The bill under consideration is HB3749. Ranked Choice Voting (RCV), also known as instant runoff voting, would create an open primary in which voters are allowed to rank the candidates in the order of favor. If no candidate received more than 50% of the vote as the first choice the votes then go through rounds in which low-count vote-getters are eliminated until candidates are chosen based on their ranking in the balloting process. 

According to Ballotpedia, “If a candidate wins a majority of first-preference votes, he or she is declared the winner. If no candidate wins a majority of first-preference votes, the candidate with the fewest first-preference votes is eliminated. First-preference votes cast for the failed candidate are eliminated, lifting the next-preference choices indicated on those ballots. A new tally is conducted to determine whether any candidate has won a majority of the adjusted votes.” This method is repeated until a candidate wins an outright majority. 

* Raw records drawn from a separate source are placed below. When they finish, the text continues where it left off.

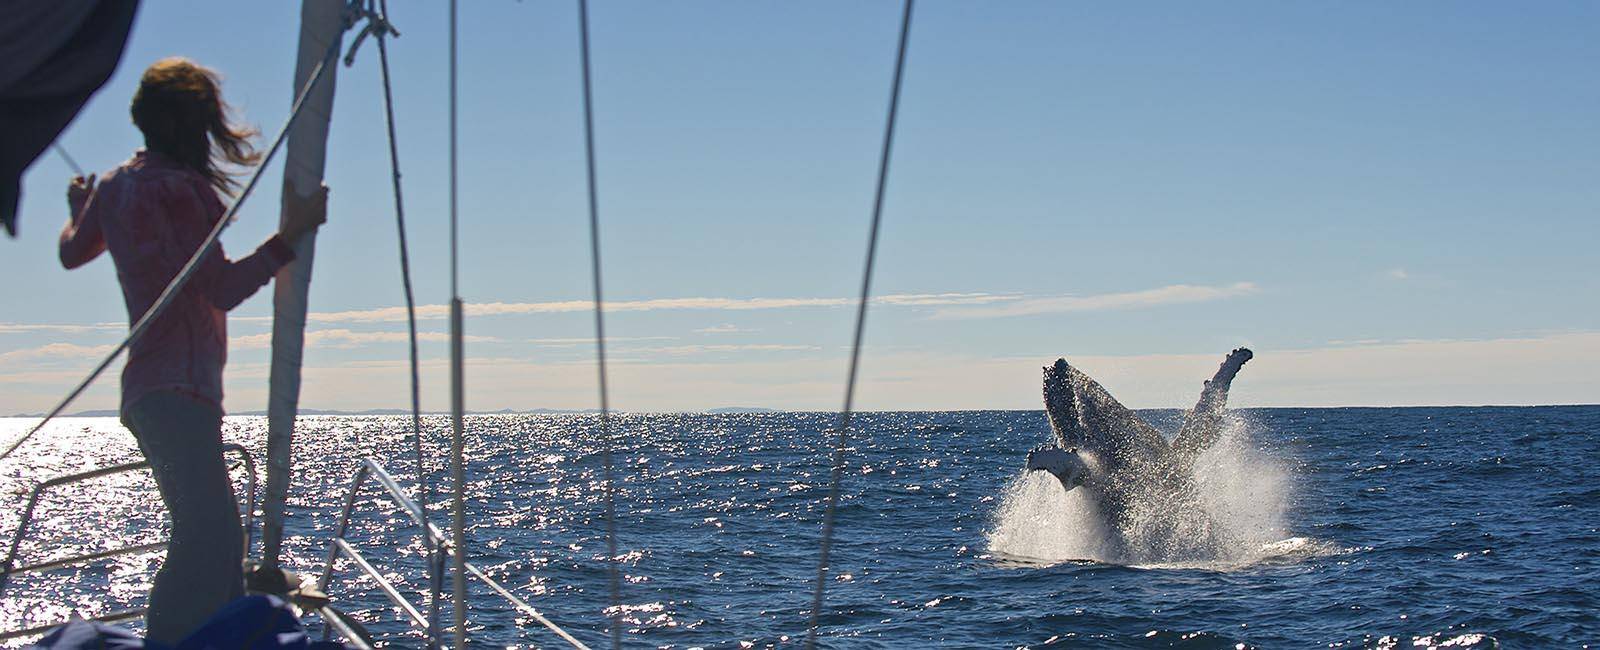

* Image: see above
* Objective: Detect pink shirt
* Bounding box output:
[59,150,294,415]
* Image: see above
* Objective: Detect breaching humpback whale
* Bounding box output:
[1025,348,1253,560]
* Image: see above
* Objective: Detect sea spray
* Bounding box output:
[1188,417,1292,560]
[986,415,1293,566]
[985,471,1116,564]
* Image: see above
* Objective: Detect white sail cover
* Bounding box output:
[263,0,345,568]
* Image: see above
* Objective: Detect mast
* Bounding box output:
[264,0,346,569]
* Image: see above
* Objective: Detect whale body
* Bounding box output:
[1026,348,1252,561]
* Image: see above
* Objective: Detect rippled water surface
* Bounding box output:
[1,407,1596,647]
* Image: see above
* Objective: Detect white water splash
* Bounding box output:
[986,418,1310,568]
[985,471,1115,564]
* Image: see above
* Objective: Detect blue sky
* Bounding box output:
[3,1,1597,413]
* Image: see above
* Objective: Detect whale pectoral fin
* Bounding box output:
[1207,347,1253,399]
[1026,444,1089,490]
[1173,347,1253,463]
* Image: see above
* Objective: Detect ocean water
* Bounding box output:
[0,407,1596,648]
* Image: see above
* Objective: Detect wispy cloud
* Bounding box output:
[228,286,1239,326]
[11,332,1599,413]
[0,323,124,335]
[231,329,502,351]
[528,336,677,347]
[622,343,820,357]
[234,292,1016,325]
[0,342,118,364]
[0,329,508,369]
[872,294,1018,307]
[1,283,1257,370]
[694,324,758,334]
[1385,268,1410,280]
[1327,338,1384,346]
[932,282,1260,319]
[206,331,1600,413]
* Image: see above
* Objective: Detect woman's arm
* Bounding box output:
[205,236,297,311]
[193,182,326,311]
[59,175,107,269]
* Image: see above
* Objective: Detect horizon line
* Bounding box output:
[7,402,1598,419]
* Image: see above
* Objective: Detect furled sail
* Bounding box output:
[263,0,346,569]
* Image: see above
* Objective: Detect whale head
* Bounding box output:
[1043,359,1085,448]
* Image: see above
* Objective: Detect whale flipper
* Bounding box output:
[1026,444,1091,489]
[1170,347,1252,467]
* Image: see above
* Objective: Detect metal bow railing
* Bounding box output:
[0,443,258,642]
[316,457,590,649]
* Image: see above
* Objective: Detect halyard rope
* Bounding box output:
[368,2,444,646]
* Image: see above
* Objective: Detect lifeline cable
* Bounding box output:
[575,1,622,648]
[804,1,915,647]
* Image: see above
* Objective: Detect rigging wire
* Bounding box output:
[805,1,915,647]
[0,17,359,463]
[575,1,622,648]
[368,2,443,646]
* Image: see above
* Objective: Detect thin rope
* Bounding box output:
[576,1,621,648]
[370,3,442,646]
[52,143,85,178]
[372,0,426,541]
[0,26,353,463]
[805,1,914,646]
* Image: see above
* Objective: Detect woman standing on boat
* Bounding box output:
[56,58,326,644]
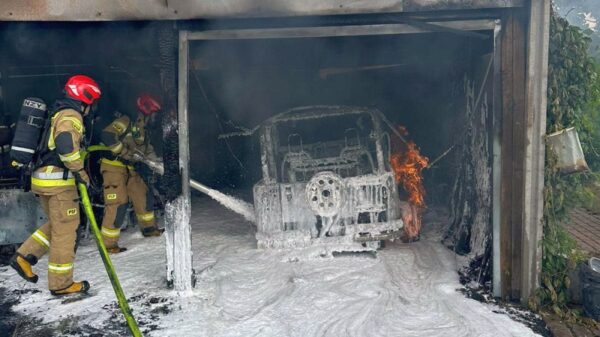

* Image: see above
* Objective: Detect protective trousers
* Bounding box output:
[17,188,80,291]
[100,163,155,248]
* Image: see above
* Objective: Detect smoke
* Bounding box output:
[187,27,490,192]
[1,19,497,208]
[0,21,163,124]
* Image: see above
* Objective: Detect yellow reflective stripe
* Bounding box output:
[48,262,73,274]
[48,115,58,150]
[61,117,84,134]
[87,145,110,152]
[32,230,50,249]
[101,158,133,170]
[101,158,126,167]
[101,227,121,238]
[109,142,123,154]
[137,212,155,222]
[31,177,76,187]
[59,150,81,163]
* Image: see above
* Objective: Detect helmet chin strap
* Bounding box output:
[83,108,95,147]
[82,104,90,116]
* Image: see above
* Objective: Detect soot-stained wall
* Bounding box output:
[187,30,494,206]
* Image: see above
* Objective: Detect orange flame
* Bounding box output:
[390,127,429,240]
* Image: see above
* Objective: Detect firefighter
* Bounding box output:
[99,93,163,253]
[10,75,101,296]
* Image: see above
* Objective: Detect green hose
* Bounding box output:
[80,145,110,162]
[77,183,143,337]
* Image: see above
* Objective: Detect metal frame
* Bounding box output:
[172,30,194,292]
[186,20,497,41]
[492,20,503,297]
[179,30,190,203]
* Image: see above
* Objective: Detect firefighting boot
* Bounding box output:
[107,246,128,254]
[50,281,90,296]
[142,227,164,237]
[9,254,39,283]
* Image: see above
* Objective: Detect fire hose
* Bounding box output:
[77,183,143,337]
[80,145,142,335]
[132,153,211,193]
[131,152,256,222]
[82,146,254,221]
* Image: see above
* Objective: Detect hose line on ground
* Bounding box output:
[77,183,143,337]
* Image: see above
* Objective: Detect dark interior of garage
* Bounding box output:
[187,29,495,208]
[0,20,496,224]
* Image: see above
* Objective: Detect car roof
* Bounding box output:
[267,105,379,125]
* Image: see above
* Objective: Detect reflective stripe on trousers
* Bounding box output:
[101,226,121,238]
[136,212,154,222]
[31,229,50,249]
[48,262,73,274]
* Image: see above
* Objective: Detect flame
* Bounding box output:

The Illinois Opportunity Project’s Andy Bakker told WJBC the legislation will have a detrimental effect on the state’s election process. Bakker noted that RCV "is a scheme to disconnect elections from issues and allows candidates with marginal support to win.”

The introduction of Ranked Choice Voting would require new voting systems throughout the state as well. 

“Expense and funding absolutely is going to be a question that all the local election authorities are going to have for you,” Boone County Clerk Julie Bliss told legislators debating the bill in committee, Capitol News Illinois reported.